Block Suspension if Minimum Amount Not Met

The tenant will likely want to block the suspension of the burn-off schedule if you've had to draw only a small amount of money from the security deposit to cure its default. So agree that the burn-off schedule won't be suspended if you draw less than a minimum amount (say, $10,000) from the security deposit, says Snively [Clause, par. e(iii)].

Let Tenant Substitute Letter of Credit as Security Deposit Decreases

Suppose the tenant gives you a letter of credit (L/C) to keep as the security deposit.
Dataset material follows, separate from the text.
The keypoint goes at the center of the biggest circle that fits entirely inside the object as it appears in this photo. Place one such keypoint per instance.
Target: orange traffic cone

If the security deposit has been burning off, the tenant will likely request the right to get back the original L/C and substitute a new L/C in the decreased amount, says Snively [Clause, par. b]. That's a reasonable request to agree to.

Hold Excess L/C Proceeds in Escrow

If you've drawn on the L/C because the tenant has defaulted and the proceeds from the L/C are more than you need to cure the default, get the right to hold the excess L/C proceeds in an interest-bearing escrow account, says Snively [Clause, par. c].

Return Portion from Escrow Exceeding Decreased Security Deposit

If the amount of excess L/C proceeds is greater than the amount of the security deposit required to remain at that time, give back to the tenant the portion that exceeds the required amount of the security deposit. For example, if you have $75,000 in escrow, but the security deposit burns off to $50,000, you'll give $25,000 ($75,000 - $50,000) back to the tenant, says Snively. But don't give back that portion if the tenant is in default, because you may need to use it to cure the tenant's default, he adds [Clause, par. c].

Return Remainder of Security Deposit at End of Burn-Off Schedule

Give back any remaining portion of the security deposit you still have when the security deposit is due to be eliminated, says Snively. But make sure you don't have to give back that remainder if the tenant is in default of the lease at that time, he adds [Clause, par. d].

CLLI Source

Stephen W. Snively, Esq.: Member, Holland & Knight LLP, Orlando, FL.